The fallacy of high-level languages

There’s been a meme going around the open source community for a while now.  That programming in C is somehow dirty, distasteful and worst-of-all inefficient compared to programming in a high-level language such as C# or Python.

Its detractors will tell you how it takes much longer it takes to program anything in C.  They’ll point at how much C code it takes to do something as simple as create a GObject sub-class compared to the equivalent in Python or C#.  They’ll also probably complain that everything in C has to be compiled first, which takes even more time up.

No argument would be complete without them pointing out that C has no standard types for strings, let alone linked lists, binary trees, associative arrays, etc. and that you have to spend all that time implementing your own.  They’ll probably make a point about how C’s static type system means that even if you have a array type, you need to know in advance what types you’re going to put into it and can’t just mix and match.

Don’t feel tempted at this point to counter with a discussion about how great and flexible pointers are.  You’ll receive a lashing about how they’re even more evil than people who talk in the theatre.  The rant about the C problems of uninitialised memory, out of bounds pointer errors and segmentation faults is a timeless classic.  Especially when they get to the bit about how much time was lost debugging them.

And do you know what?

I simply do not agree with them.

I cannot think of a single project where the majority of time was wasted writing GObject header files compared to the single line of Python I needed.  I can think of lots where I’ve sat for hours trying to figure out which class I needed to derive from, or reworking the code after I realised I derived from the wrong class to begin with.  The high-level language doesn’t make this any easier.

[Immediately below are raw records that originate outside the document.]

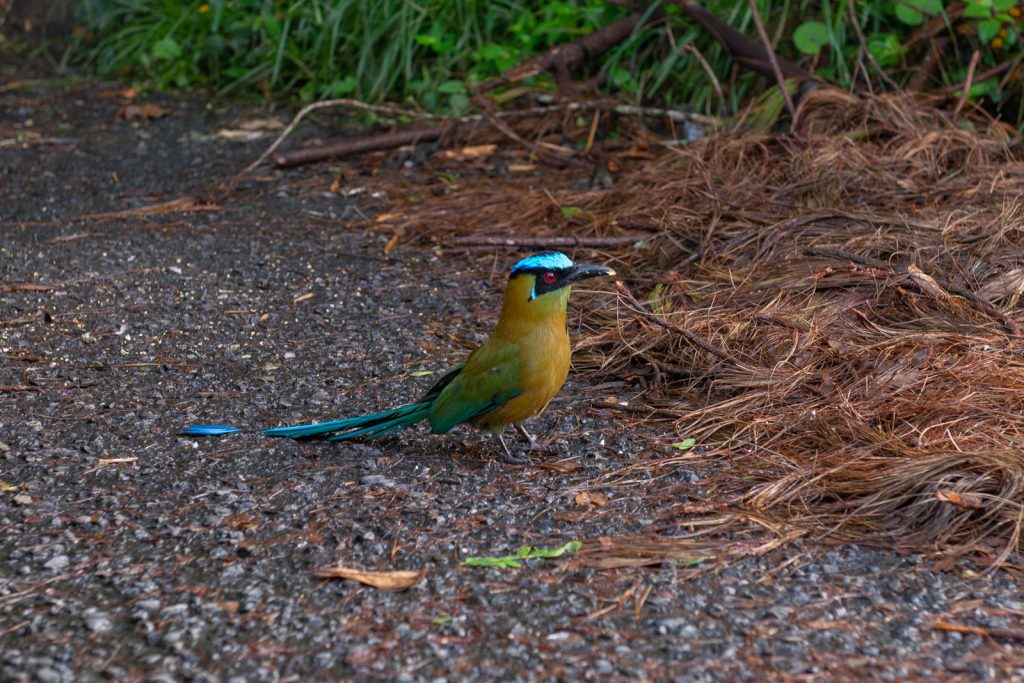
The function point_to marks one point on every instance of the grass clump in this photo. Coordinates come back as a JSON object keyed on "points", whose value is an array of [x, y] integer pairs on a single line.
{"points": [[426, 53]]}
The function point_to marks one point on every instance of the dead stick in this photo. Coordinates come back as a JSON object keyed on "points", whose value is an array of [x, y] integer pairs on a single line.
{"points": [[983, 76], [360, 145], [540, 243], [565, 58], [865, 49], [872, 262], [776, 70], [641, 310], [967, 83], [742, 50]]}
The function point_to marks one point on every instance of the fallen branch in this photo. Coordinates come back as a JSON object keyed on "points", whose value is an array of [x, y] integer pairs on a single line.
{"points": [[773, 60], [541, 243], [565, 58]]}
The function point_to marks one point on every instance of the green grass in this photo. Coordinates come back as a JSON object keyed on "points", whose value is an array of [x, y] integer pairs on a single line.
{"points": [[425, 52]]}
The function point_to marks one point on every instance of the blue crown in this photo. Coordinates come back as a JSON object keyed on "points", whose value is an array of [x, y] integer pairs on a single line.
{"points": [[549, 260]]}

As to the number of projects where I’ve needed to write a linked list or hash table implementation because C lacked a convenient dynamic array or associative array type like Python?  If it takes you any time to write that kind of code, you’re doing it wrong.  I’ve spent far more time realising that the structure is a performance bottleneck, and planning on the whiteboard a faster alternative.  Neither language helps with this whiteboard time.

And all those pointer issues?  This comes down to the tools that you’re using.  If you’re writing in a language and not using its development environment properly, then it’s little surprise that you’re not being as efficient in it.  gdb, valgrind, gprof and gcov are your friends.  Use them well.  I’ve spent just as much time dealing with other language-specific issues to make me believe that pointers aren’t any more evil as (for example) monkey patching.

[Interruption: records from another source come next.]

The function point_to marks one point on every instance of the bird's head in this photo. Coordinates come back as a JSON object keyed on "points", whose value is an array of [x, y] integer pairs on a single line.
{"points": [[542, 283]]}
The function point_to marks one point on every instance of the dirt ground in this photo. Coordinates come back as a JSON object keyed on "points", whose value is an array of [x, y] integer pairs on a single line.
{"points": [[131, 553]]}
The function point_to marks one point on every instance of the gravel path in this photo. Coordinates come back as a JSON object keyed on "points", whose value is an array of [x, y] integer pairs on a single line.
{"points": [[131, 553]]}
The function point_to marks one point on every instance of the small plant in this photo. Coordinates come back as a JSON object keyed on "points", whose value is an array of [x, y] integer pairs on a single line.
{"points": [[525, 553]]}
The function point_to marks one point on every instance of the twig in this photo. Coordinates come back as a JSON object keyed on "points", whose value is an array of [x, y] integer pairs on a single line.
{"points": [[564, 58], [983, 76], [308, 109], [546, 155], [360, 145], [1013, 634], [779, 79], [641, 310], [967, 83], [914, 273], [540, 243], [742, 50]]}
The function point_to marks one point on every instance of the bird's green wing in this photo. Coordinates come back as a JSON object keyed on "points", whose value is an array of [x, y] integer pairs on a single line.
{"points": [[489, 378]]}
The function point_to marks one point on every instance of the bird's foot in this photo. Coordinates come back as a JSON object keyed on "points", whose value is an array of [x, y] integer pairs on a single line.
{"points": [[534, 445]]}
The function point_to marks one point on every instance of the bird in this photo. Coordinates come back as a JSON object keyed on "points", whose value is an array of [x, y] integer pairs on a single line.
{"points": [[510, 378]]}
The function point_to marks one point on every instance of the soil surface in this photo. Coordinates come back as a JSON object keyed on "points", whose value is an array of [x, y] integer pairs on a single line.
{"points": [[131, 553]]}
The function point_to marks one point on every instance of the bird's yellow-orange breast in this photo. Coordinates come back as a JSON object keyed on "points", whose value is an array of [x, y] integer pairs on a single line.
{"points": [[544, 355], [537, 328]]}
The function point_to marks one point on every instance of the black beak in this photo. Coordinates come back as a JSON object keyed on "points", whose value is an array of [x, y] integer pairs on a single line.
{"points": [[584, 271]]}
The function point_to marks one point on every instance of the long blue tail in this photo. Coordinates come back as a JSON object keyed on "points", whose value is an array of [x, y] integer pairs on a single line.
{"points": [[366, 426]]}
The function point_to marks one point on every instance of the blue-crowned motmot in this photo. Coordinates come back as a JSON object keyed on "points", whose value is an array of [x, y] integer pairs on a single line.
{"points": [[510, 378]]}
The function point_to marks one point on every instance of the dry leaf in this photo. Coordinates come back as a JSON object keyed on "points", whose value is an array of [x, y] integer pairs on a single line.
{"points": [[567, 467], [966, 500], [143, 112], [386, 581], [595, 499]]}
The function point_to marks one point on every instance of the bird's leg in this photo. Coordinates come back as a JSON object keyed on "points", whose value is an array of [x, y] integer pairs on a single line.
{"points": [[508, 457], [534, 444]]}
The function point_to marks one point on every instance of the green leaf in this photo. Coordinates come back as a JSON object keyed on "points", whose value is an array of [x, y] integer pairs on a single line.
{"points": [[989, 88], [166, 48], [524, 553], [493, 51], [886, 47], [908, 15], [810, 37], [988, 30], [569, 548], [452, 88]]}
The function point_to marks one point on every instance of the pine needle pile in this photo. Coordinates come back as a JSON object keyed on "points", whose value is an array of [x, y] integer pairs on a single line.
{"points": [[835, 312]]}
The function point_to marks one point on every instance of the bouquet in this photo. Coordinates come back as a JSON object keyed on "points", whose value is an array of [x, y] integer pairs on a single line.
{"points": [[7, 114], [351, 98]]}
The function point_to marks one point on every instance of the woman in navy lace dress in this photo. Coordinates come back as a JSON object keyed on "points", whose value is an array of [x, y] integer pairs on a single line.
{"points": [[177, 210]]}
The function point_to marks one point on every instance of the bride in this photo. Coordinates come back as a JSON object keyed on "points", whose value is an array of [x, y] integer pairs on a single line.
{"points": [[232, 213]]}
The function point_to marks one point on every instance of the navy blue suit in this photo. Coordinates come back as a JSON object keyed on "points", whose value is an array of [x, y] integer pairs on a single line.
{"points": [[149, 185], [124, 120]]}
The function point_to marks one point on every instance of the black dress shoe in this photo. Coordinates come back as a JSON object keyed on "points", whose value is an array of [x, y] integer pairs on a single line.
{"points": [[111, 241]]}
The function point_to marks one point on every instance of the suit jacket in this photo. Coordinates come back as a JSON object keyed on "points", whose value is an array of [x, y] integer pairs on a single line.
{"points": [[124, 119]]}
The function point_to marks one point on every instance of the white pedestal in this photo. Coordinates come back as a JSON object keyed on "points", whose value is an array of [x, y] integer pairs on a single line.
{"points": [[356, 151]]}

The vast majority of my time on any new project is first of all spent thinking, and on a more mature project its figuring out what I did wrong and how I need to rework it.

Yes, the next biggest use of my time is working out what the best way is to express that.  If I’m writing in C, that means I’m deciding whether it needs a linked list, or a hash table, or some other fancy structure.  But if I’m writing in Python, believe me I spend just as much time normalising my class structure and coming up with all sorts of insane Pythonic ways of doing things.

If you’ve ever written in Perl and not lost a day or two to optimising your regular expressions, or eliminating code to arrive at the shortest possible expression, you’ve never written in Perl.

Refactoring takes you just as long in Python as it does in C.  Just because when you do it to C code you end up setting segfaults doesn’t mean that when you do it to Python code, suddenly your class structures don’t match anymore.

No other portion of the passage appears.